Vanwege het onbetaald blijven van de nageheven omzetbelasting stelt de Ontvanger belanghebbende als bestuurder van zijn B.V. aansprakelijk. De bestuurder is het hier niet mee eens. In hoger beroep vermindert het Hof Den Bosch het bedrag waarvoor belanghebbende aansprakelijk is gesteld met ruim € 60.000 wegens schending van het Unierechtelijk verdedigingsbeginsel. Dit beginsel brengt met zich dat een belanghebbende de gelegenheid moet krijgen zijn standpunt naar behoren en effectief kenbaar te maken, vóórdat de Belastingdienst een bezwarend besluit neemt. Belanghebbende gaat in cassatie en de Staatssecretaris van Financiën tekent incidenteel cassatieberoep aan.

De Hoge Raad verklaart het cassatieberoep van belanghebbende ongegrond en het incidenteel cassatieberoep van de Staatssecretaris gegrond. Volgens het hof had belanghebbende, indien hij voorafgaand aan de beschikking tot aansprakelijkstelling door de Ontvanger was gehoord, ten aanzien van de omvang van de door de B.V. in aftrek te brengen omzetbelasting een inbreng kunnen leveren die mogelijk tot een andere beslissing van de Inspecteur had kunnen leiden – het zogeheten ‘andere afloop-criterium’.

In cassatie stelt de Staatssecretaris dat het hof ten onrechte is voorbijgegaan aan het gemotiveerde betoog van de Ontvanger dat het horen van belanghebbende voorafgaand aan de beschikking tot aansprakelijkstelling hoe dan ook niet tot een andere afloop kunnen leiden, zodat het Unierechtelijk verdedigingsbeginsel niet is geschonden. Dat middel slaagt volgens de Hoge Raad. Daartoe heeft de Ontvanger gesteld dat op basis van de geldende jurisprudentie de omzetbelasting hoe dan ook niet voor aftrek in aanmerking komt, onder meer vanwege fraude. Volgens de Hoge Raad had het hof niet aan dat gemotiveerde betoog van de Ontvanger voorbij mogen gaan.
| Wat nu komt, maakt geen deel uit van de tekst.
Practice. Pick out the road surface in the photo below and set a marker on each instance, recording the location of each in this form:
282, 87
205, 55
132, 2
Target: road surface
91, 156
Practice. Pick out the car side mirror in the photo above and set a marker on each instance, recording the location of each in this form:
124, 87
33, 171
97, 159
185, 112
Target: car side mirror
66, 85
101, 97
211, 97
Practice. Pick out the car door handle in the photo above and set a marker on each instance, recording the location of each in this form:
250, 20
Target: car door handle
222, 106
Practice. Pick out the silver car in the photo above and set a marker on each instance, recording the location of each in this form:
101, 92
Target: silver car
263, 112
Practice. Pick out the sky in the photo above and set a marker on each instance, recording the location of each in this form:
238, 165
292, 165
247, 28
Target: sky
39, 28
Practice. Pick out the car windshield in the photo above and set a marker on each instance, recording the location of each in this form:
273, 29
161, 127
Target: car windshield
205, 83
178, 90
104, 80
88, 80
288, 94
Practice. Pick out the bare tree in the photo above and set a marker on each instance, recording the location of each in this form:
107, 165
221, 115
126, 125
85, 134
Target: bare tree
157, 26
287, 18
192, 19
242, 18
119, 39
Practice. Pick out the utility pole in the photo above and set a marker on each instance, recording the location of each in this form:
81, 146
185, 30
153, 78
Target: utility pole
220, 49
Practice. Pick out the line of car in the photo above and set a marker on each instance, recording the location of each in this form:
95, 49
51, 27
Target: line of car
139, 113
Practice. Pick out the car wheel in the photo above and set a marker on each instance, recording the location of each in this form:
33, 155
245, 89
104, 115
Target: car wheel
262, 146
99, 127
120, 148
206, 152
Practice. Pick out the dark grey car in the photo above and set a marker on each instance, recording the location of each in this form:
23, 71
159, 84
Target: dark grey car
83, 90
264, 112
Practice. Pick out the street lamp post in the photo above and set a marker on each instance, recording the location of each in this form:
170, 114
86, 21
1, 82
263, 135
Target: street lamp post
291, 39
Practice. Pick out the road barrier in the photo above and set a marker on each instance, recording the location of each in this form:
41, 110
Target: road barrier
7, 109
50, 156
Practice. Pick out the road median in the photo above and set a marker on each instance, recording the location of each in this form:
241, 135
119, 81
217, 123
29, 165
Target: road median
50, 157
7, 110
Met het oog op geding na verwijzing geeft de Hoge Raad ook enkele aanwijzingen mee. De Hoge Raad merkt op dat belanghebbende als aansprakelijkgestelde bestuurder ter betwisting van de aansprakelijkstelling ook het standpunt kan innemen dat jegens de belastingschuldige het verdedigingsbeginsel is geschonden en dat in dat kader wordt voldaan aan het ‘andere afloop-criterium’. In die zin heeft de aansprakelijkgestelde dezelfde verdedigingsrechten als de belastingplichtige. Verder merkt de Hoge Raad op dat de aansprakelijkgestelde de onderliggende aanslag aanvechten waarvoor hij aansprakelijk wordt gesteld, ook indien de belastingschuldige dat niet heeft gedaan, en ook indien de naheffingsaanslag al onherroepelijk vaststaat en de termijn waarbinnen de belastingschuldige om ambtshalve vermindering daarvan had kunnen verzoeken, is verstreken.

Hoge Raad 10 februari 2023, ECLI:NL:HR:2023:176.